1. The Client
The client is a dynamic US-based mobile application designed to streamline the hiring process. They solve a
critical pain point in the American job market: speed. With a significant percentage of companies facing
delays due to lengthy background checks, this platform offers a portable solution that accelerates candidate
verification. Their business model relies entirely on speed, efficiency, and high availability.
2. The Challenge: "Paying for Lights in an Empty Room"
While the app was efficient for users, their backend infrastructure showed scope of improvement and
efficiency. As the user base grew across the US, so did the AWS (Amazon Web Services) bill—reaching a point
where infrastructure costs were eating into operational margins.
When we audited their system, we found the classic symptoms of "Cloud Sprawl":
- Idle Machinery: Load balancers were running constantly on instances that
weren't actually
processing traffic.
- Mixed Environments: Development (testing) and Production (live)
environments were
entangled, meaning they were paying "live server" prices for testing code.
- Database Waste: The databases were unoptimized, running inefficient
queries that cost more
money to process.
Essentially, they were paying peak prices for resources they weren't using.
3. The Solution: AI-Assisted Optimization
We didn't just want to "patch" the problem; we wanted to re-architect it for long-term savings. We utilized
Amazon Q, an AI-powered assistant, to accelerate our analysis of their infrastructure and identify
bottlenecks faster than manual auditing allows.

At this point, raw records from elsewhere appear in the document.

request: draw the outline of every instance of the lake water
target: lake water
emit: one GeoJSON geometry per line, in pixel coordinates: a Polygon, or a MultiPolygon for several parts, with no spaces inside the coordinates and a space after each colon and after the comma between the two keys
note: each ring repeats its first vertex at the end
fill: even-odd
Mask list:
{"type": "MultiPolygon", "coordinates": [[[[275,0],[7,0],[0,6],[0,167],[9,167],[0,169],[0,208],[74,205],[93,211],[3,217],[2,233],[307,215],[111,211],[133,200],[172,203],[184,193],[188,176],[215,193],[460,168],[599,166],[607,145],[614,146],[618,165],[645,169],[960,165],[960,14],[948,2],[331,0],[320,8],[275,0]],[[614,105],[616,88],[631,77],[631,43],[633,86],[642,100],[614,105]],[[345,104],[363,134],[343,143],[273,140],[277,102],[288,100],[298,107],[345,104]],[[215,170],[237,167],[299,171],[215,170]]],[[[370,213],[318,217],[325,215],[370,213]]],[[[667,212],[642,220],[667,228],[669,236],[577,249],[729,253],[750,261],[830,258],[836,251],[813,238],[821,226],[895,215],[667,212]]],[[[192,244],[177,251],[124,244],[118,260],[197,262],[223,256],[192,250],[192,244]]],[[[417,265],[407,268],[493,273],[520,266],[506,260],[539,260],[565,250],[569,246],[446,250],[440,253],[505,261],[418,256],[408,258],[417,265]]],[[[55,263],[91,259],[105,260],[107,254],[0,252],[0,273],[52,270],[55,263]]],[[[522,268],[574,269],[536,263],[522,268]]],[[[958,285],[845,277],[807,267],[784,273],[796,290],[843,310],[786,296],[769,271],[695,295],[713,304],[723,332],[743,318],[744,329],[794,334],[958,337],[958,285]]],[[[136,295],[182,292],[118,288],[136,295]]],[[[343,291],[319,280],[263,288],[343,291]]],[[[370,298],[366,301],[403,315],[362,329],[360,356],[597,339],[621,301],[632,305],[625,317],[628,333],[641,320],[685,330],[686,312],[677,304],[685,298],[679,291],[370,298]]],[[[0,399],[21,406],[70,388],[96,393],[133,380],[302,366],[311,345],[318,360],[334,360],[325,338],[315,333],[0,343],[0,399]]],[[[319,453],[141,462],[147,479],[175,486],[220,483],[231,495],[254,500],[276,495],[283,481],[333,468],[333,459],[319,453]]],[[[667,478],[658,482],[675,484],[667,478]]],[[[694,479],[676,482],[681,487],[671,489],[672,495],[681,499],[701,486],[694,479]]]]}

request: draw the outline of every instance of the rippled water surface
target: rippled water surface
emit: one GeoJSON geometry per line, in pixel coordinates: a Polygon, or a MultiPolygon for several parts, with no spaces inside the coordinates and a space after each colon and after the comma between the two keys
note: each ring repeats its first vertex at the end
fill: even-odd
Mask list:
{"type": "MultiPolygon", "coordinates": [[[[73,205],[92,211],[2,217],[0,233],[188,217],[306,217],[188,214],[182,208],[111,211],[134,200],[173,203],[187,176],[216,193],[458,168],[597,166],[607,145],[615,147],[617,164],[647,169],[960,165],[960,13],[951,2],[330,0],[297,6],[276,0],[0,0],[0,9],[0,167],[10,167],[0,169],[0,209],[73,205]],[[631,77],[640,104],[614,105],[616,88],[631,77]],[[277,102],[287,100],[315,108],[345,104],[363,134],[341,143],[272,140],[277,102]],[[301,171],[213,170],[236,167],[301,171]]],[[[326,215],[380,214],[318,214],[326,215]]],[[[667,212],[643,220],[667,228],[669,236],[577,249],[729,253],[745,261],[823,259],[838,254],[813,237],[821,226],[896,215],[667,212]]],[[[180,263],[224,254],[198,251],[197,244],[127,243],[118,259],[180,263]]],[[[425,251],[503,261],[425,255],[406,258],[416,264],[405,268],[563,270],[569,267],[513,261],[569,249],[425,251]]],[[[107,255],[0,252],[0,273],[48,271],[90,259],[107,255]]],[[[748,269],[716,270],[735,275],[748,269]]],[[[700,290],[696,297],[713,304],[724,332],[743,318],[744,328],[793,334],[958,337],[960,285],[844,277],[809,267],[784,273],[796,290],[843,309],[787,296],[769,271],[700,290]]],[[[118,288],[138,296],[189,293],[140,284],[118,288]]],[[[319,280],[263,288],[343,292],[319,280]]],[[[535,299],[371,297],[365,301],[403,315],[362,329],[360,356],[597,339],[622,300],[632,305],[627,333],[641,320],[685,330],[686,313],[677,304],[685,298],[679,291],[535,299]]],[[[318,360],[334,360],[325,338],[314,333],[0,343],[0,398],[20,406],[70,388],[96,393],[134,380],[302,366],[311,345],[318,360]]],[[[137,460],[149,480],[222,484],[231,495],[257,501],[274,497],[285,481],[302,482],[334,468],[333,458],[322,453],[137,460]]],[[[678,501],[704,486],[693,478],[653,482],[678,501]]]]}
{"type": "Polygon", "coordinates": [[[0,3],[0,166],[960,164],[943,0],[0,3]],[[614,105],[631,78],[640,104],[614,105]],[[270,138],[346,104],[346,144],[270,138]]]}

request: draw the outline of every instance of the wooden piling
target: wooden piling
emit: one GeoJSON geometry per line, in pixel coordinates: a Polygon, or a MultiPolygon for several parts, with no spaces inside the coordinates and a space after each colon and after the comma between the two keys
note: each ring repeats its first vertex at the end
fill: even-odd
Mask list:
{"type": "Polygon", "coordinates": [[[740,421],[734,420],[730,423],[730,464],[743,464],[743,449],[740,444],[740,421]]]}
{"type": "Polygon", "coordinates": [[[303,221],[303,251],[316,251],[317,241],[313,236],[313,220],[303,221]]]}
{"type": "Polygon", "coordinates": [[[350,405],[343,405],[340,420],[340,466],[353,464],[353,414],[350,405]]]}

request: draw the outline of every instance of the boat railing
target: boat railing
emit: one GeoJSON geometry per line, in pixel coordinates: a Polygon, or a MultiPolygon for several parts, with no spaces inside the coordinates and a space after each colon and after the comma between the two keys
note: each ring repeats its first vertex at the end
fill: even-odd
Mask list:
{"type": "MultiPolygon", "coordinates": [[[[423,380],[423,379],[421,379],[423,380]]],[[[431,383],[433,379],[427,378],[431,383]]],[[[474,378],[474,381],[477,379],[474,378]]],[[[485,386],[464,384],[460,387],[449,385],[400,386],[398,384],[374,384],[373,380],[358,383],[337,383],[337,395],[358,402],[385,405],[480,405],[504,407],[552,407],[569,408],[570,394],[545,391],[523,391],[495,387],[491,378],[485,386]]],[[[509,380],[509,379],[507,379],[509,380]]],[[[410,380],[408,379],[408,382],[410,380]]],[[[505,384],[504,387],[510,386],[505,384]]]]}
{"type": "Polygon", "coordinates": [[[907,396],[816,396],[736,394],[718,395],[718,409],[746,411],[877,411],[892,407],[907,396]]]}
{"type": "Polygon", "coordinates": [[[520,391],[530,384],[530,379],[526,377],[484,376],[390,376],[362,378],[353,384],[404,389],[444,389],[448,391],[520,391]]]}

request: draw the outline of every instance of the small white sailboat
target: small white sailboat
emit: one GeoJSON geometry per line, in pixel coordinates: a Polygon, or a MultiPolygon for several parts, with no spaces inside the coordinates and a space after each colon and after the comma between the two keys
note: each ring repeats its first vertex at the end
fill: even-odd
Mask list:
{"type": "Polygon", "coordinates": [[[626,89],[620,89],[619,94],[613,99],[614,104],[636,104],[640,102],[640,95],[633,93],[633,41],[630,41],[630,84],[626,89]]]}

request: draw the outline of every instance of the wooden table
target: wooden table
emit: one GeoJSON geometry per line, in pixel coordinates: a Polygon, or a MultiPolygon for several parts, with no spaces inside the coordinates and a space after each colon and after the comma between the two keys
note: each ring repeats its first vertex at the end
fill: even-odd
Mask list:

Our approach involved four key steps:
- Step 1: The Separation (Dev vs. Prod): We immediately created distinct
environments for Production and Development. This allowed us to turn off "heavy" resources in the
development stage when they weren't being used—something you can't do if everything is mixed together.

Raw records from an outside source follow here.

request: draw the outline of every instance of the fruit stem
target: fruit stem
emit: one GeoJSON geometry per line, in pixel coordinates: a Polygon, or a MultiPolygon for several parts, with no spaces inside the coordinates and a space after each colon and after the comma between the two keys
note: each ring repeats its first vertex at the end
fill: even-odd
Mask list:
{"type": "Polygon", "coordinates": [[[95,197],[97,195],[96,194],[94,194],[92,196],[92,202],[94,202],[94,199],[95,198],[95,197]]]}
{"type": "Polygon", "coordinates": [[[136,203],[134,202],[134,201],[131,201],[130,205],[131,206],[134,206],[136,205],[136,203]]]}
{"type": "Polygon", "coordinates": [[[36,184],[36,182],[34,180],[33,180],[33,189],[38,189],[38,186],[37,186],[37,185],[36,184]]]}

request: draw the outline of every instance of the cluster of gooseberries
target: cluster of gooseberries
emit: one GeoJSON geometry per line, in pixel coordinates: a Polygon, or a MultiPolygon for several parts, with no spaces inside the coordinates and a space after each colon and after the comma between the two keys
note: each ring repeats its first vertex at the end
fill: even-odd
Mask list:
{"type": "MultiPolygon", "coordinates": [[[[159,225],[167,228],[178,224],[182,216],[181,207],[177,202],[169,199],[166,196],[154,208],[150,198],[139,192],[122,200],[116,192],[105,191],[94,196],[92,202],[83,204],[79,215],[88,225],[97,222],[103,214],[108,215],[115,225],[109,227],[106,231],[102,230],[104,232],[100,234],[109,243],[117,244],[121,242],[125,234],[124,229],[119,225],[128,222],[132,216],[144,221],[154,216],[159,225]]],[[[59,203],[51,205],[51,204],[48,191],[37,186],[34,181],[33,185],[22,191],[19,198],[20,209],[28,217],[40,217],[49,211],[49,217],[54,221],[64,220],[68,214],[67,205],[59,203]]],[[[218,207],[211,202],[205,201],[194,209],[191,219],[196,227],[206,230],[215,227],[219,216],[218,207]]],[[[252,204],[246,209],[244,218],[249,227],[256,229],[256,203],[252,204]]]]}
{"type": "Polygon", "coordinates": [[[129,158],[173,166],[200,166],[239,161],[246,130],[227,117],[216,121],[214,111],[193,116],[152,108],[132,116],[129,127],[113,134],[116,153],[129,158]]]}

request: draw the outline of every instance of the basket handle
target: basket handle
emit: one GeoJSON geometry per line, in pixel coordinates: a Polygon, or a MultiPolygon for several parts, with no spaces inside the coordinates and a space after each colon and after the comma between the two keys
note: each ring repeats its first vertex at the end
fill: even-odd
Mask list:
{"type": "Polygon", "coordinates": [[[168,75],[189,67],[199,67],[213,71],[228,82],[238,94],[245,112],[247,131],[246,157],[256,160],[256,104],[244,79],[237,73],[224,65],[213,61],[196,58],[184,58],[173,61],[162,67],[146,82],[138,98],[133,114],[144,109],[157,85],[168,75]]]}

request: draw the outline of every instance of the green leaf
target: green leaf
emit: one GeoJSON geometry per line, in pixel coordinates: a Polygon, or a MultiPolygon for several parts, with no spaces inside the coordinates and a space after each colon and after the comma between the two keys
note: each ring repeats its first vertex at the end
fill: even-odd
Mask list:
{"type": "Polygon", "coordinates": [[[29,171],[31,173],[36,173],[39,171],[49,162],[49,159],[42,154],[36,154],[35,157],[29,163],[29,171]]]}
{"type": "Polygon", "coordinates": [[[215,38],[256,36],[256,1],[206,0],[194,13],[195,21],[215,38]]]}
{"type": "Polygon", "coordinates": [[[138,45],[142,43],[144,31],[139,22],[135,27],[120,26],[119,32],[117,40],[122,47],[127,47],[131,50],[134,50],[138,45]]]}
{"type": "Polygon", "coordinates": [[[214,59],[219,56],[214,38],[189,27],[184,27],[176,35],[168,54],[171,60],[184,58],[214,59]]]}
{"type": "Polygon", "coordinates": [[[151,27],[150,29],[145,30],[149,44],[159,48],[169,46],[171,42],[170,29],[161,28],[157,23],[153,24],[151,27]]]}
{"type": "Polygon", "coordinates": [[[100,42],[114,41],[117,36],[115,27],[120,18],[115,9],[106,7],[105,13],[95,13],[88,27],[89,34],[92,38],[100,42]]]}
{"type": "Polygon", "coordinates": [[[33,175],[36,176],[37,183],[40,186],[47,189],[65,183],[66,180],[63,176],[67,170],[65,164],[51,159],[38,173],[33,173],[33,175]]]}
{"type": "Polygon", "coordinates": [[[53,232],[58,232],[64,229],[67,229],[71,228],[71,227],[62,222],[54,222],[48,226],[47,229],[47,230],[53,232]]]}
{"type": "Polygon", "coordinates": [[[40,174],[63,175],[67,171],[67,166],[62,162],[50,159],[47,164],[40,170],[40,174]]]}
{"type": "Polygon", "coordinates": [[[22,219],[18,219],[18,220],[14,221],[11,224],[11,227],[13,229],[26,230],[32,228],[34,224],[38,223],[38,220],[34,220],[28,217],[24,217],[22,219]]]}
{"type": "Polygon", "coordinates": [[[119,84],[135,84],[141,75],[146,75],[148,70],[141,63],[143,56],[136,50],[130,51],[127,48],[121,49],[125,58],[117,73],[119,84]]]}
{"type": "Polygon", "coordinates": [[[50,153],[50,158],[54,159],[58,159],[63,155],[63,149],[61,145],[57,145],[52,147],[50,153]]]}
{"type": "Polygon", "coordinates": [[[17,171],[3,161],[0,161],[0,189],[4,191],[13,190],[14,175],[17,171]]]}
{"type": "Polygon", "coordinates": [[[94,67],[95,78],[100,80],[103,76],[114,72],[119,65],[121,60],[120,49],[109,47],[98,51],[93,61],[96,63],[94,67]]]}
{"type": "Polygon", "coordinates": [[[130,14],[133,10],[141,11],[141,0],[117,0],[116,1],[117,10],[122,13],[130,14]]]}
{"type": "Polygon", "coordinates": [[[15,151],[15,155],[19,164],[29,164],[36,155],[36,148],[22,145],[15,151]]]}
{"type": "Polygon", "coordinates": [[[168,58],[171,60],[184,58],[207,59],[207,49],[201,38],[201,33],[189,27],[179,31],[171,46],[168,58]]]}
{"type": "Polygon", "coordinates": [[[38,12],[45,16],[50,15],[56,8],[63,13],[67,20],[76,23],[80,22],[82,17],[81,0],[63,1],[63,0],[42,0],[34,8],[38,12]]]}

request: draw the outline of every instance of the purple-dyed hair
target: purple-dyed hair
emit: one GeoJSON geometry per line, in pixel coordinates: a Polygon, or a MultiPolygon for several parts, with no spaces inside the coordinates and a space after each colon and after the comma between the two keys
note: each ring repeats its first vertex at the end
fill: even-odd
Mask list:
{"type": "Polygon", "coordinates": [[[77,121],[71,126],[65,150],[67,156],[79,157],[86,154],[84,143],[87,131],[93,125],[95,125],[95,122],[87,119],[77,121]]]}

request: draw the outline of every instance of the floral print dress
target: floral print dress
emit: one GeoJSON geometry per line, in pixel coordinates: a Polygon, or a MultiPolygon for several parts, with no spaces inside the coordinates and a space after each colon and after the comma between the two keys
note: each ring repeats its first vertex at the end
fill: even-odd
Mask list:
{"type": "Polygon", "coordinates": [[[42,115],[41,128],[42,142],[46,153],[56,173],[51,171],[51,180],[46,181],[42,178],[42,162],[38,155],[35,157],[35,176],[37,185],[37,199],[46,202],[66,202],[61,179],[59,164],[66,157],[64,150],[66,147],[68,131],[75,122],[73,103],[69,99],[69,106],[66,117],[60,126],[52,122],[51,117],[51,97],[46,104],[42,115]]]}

- Step 2: Right-Sizing the Fleet: We identified that the client was using
"Spot Instances" inefficiently. We moved them to Reserved Instances.
An example Scenario: Instead of paying a premium "hotel daily rate" for their servers, we switched them to
a "yearly lease," which instantly lowered the baseline cost.
- Step 3: Cleaning the Junk: We identified and terminated unused
infrastructure—specifically load balancers that were spinning but going nowhere.
- Step 4: Database Tuning: We optimized the database configurations to
ensure that data retrieval was fast and cheap, rather than slow and expensive.
4. The Results
The impact was immediate and measurable.
- 60% Reduction in AWS Bill: By cutting waste and optimizing resource usage,
we more than halved the monthly infrastructure cost.
- Faster Optimization: Using Amazon Q allowed us to identify these cost
centers rapidly, delivering ROI to the client in record time.
- Scalable Foundation: The new architecture is not just cheaper; it is
cleaner. The client can now scale their user base without fear that their costs will skyrocket linearly.
- Conclusion: Cloud costs shouldn't be a mystery. With the right mix of
human expertise and AI analysis, we turned a financial leak into a streamlined, profitable operation.
Conclusion
Cloud costs shouldn't be a mystery. With the right mix of human expertise and AI analysis, we turned a
financial leak into a streamlined, profitable operation.